Brer Oswald
Well-Known Member
Agree to disagree with the first part of what you said. You have a certain view on the film, I have a different view. That’s fine.Uncle Remus introduces the song by saying that it is a past that he knows about, and that he thinks it was a lot better than today. He speaks as if he is intimately familiar with it. It’s also a fair assumption that Bre’r Rabbit is a version of Uncle Remus. It isn’t a jump to think of this as a Big Fish-style story. He tells stories about his life and re-contextualizes them into stories featuring the Bre’r characters. Sort of like the ending of Big Fish, he is surprised at the end when he sees all of the characters appear to him in the flesh because it’s a sweet Disney movie and he gets to hold hands with Bre’r Rabbit, his old self, at the end.
The difference here is 100% the framing device. it is not “just” a fairy tale world.
I don’t think this is a rediculous assumption at all. I also think this is the assumption that went into removing the song from DL’s loops.
EDIT: I also think it is silly to say that African Americans get “their fairy tale” - because I think there should be dozens, not just the one. I really hope that discussions like this are keeping Disney accountable.

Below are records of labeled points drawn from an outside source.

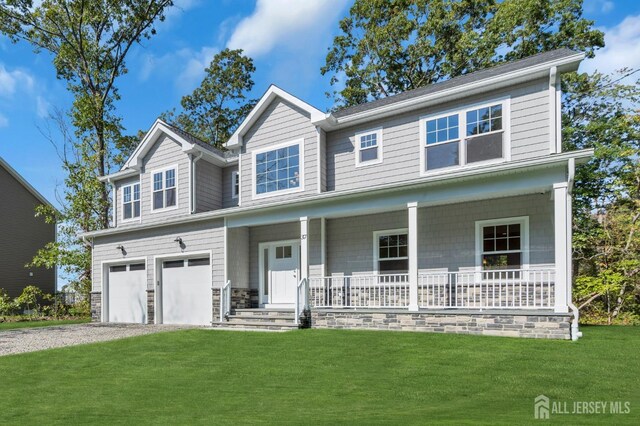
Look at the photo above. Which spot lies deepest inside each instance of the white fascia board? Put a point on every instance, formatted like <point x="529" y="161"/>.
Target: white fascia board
<point x="567" y="64"/>
<point x="482" y="171"/>
<point x="272" y="93"/>
<point x="122" y="174"/>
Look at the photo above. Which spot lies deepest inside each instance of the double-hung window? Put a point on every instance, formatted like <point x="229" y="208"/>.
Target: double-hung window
<point x="164" y="189"/>
<point x="131" y="201"/>
<point x="235" y="184"/>
<point x="392" y="252"/>
<point x="463" y="137"/>
<point x="278" y="169"/>
<point x="369" y="147"/>
<point x="503" y="245"/>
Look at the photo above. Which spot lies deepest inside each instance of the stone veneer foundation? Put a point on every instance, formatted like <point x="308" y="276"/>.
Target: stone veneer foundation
<point x="546" y="325"/>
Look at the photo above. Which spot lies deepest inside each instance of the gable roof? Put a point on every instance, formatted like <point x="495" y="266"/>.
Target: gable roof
<point x="190" y="144"/>
<point x="272" y="93"/>
<point x="24" y="182"/>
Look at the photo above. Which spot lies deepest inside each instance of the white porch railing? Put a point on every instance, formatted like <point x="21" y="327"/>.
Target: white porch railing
<point x="302" y="299"/>
<point x="360" y="291"/>
<point x="225" y="300"/>
<point x="500" y="289"/>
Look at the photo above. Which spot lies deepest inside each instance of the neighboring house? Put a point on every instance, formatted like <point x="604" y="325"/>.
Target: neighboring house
<point x="445" y="208"/>
<point x="22" y="234"/>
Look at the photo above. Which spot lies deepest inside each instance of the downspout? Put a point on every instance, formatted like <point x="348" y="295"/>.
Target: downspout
<point x="575" y="332"/>
<point x="194" y="160"/>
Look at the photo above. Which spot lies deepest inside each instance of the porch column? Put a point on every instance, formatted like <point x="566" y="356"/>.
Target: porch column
<point x="562" y="225"/>
<point x="304" y="248"/>
<point x="413" y="255"/>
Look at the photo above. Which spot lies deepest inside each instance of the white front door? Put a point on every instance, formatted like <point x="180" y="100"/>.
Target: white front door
<point x="282" y="272"/>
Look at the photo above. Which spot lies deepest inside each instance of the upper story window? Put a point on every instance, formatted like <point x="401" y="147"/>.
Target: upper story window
<point x="278" y="170"/>
<point x="235" y="184"/>
<point x="369" y="147"/>
<point x="131" y="201"/>
<point x="482" y="137"/>
<point x="392" y="251"/>
<point x="164" y="188"/>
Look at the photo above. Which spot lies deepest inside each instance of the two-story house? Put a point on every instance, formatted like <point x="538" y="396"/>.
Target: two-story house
<point x="445" y="208"/>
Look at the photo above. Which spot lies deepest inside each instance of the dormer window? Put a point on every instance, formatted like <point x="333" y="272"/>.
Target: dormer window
<point x="131" y="201"/>
<point x="278" y="169"/>
<point x="164" y="188"/>
<point x="464" y="137"/>
<point x="369" y="147"/>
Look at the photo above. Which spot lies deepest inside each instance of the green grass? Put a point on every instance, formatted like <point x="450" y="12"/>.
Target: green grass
<point x="48" y="323"/>
<point x="320" y="377"/>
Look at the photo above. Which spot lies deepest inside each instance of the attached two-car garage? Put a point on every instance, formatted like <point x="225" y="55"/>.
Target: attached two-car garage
<point x="183" y="293"/>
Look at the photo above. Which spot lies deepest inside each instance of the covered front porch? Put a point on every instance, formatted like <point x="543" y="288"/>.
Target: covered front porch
<point x="495" y="254"/>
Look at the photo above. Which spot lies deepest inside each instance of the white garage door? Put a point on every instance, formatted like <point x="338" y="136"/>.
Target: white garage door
<point x="127" y="293"/>
<point x="186" y="291"/>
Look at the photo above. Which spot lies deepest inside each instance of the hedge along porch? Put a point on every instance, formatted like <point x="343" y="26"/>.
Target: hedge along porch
<point x="476" y="250"/>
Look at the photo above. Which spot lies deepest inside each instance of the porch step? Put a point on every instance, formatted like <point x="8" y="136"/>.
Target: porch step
<point x="264" y="313"/>
<point x="255" y="325"/>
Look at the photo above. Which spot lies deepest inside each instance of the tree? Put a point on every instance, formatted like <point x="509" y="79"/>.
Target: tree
<point x="217" y="107"/>
<point x="89" y="42"/>
<point x="601" y="112"/>
<point x="387" y="47"/>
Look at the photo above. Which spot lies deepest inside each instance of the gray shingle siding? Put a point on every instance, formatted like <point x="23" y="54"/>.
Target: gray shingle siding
<point x="164" y="154"/>
<point x="23" y="235"/>
<point x="401" y="138"/>
<point x="160" y="242"/>
<point x="487" y="73"/>
<point x="227" y="198"/>
<point x="280" y="123"/>
<point x="446" y="234"/>
<point x="208" y="186"/>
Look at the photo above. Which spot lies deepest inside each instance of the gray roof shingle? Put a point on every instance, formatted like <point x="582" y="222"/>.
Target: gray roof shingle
<point x="459" y="81"/>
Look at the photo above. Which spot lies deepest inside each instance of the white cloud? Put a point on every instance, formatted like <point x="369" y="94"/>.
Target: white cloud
<point x="292" y="23"/>
<point x="188" y="64"/>
<point x="622" y="48"/>
<point x="12" y="80"/>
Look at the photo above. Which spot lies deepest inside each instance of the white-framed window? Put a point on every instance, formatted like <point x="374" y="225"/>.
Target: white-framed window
<point x="391" y="251"/>
<point x="502" y="244"/>
<point x="369" y="147"/>
<point x="235" y="184"/>
<point x="278" y="169"/>
<point x="131" y="201"/>
<point x="472" y="135"/>
<point x="164" y="184"/>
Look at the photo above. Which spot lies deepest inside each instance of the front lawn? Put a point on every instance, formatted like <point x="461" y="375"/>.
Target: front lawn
<point x="321" y="376"/>
<point x="47" y="323"/>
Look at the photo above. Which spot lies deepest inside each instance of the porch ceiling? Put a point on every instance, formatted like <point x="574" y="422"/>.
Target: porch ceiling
<point x="425" y="194"/>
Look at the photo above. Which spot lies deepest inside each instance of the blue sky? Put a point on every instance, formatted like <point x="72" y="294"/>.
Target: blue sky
<point x="288" y="40"/>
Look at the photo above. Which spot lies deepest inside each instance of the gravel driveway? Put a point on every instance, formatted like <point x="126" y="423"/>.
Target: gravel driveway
<point x="39" y="338"/>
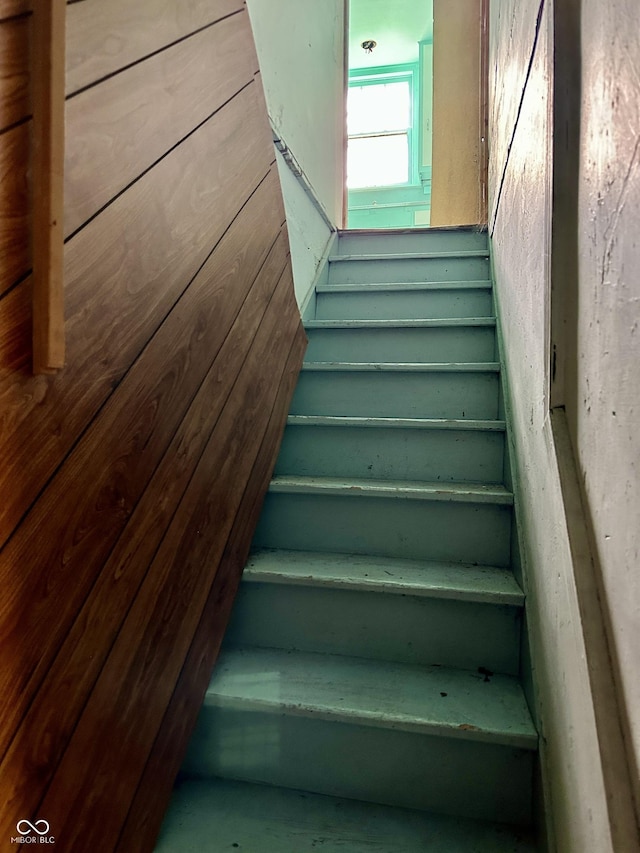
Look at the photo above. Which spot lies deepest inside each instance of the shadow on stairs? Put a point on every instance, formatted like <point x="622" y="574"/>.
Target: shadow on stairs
<point x="368" y="695"/>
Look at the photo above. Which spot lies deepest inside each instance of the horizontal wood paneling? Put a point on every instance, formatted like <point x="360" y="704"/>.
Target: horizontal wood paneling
<point x="105" y="37"/>
<point x="137" y="681"/>
<point x="14" y="71"/>
<point x="124" y="476"/>
<point x="184" y="355"/>
<point x="132" y="119"/>
<point x="123" y="272"/>
<point x="154" y="790"/>
<point x="15" y="253"/>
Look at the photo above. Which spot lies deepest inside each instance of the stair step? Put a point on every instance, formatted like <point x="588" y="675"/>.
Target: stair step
<point x="341" y="302"/>
<point x="458" y="339"/>
<point x="415" y="267"/>
<point x="219" y="815"/>
<point x="481" y="584"/>
<point x="444" y="322"/>
<point x="416" y="521"/>
<point x="428" y="390"/>
<point x="324" y="603"/>
<point x="395" y="286"/>
<point x="363" y="242"/>
<point x="480" y="707"/>
<point x="387" y="448"/>
<point x="412" y="256"/>
<point x="399" y="489"/>
<point x="285" y="718"/>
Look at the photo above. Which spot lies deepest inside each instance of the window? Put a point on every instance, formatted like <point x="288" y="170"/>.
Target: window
<point x="380" y="110"/>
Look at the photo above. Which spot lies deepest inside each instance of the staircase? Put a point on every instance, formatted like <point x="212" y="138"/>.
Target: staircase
<point x="368" y="697"/>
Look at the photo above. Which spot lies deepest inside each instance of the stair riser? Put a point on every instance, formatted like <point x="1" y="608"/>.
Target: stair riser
<point x="397" y="394"/>
<point x="447" y="775"/>
<point x="404" y="305"/>
<point x="377" y="626"/>
<point x="393" y="453"/>
<point x="374" y="270"/>
<point x="418" y="241"/>
<point x="411" y="529"/>
<point x="468" y="344"/>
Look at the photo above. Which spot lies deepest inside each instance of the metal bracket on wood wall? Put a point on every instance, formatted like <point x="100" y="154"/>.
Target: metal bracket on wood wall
<point x="47" y="79"/>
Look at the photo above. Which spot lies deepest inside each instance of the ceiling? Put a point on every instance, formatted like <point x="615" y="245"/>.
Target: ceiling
<point x="396" y="25"/>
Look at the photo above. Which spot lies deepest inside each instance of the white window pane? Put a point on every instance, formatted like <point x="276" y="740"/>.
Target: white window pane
<point x="378" y="161"/>
<point x="380" y="107"/>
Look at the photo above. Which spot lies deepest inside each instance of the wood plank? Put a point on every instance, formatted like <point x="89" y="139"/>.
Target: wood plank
<point x="123" y="273"/>
<point x="111" y="467"/>
<point x="137" y="681"/>
<point x="45" y="731"/>
<point x="154" y="790"/>
<point x="47" y="164"/>
<point x="14" y="71"/>
<point x="15" y="251"/>
<point x="15" y="340"/>
<point x="104" y="37"/>
<point x="119" y="128"/>
<point x="456" y="188"/>
<point x="9" y="8"/>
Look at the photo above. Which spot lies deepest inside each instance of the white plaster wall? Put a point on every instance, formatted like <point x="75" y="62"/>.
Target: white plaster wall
<point x="300" y="46"/>
<point x="521" y="152"/>
<point x="605" y="404"/>
<point x="309" y="235"/>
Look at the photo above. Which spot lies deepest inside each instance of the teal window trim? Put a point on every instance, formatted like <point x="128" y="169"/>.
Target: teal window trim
<point x="379" y="74"/>
<point x="425" y="103"/>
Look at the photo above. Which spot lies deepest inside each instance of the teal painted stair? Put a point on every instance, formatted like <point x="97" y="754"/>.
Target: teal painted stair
<point x="368" y="693"/>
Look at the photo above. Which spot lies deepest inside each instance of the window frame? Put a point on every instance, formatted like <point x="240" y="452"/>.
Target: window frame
<point x="379" y="75"/>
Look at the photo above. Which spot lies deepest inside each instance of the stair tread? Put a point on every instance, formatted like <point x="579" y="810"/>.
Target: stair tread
<point x="412" y="256"/>
<point x="402" y="489"/>
<point x="401" y="324"/>
<point x="400" y="423"/>
<point x="477" y="706"/>
<point x="355" y="287"/>
<point x="220" y="815"/>
<point x="462" y="582"/>
<point x="407" y="367"/>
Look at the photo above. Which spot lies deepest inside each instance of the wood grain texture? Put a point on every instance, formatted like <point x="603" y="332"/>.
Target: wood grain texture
<point x="206" y="358"/>
<point x="154" y="790"/>
<point x="14" y="71"/>
<point x="124" y="125"/>
<point x="47" y="164"/>
<point x="110" y="468"/>
<point x="15" y="250"/>
<point x="123" y="272"/>
<point x="15" y="341"/>
<point x="104" y="37"/>
<point x="123" y="477"/>
<point x="9" y="8"/>
<point x="137" y="680"/>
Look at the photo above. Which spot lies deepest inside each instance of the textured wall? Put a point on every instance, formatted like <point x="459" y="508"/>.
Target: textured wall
<point x="300" y="46"/>
<point x="301" y="51"/>
<point x="520" y="194"/>
<point x="131" y="481"/>
<point x="603" y="387"/>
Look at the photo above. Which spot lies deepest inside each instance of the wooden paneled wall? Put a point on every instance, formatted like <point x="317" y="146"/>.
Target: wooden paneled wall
<point x="132" y="480"/>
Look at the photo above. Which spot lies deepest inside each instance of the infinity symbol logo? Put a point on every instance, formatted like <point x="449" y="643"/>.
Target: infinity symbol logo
<point x="32" y="826"/>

As for the second point, I don’t think it’s silly at all to say that the Brer Rabbit stories are “African American Fairy Tales” as that is their origins. However, I do agree that there should be more that Disney adapts. It shouldn’t always be European or American tales. To my knowledge (feel free to correct me) the Brer stories are the only ones to originate from African culture. I know we have other films like Lion King that take visual inspiration from particular cultures, but not the story itself. Likewise, PatF was written by a white American, based on a European tale, but had some thematic changes when it became a film.
TLDR; Disney should make more adaptations of different cultural stories, less European Princess films.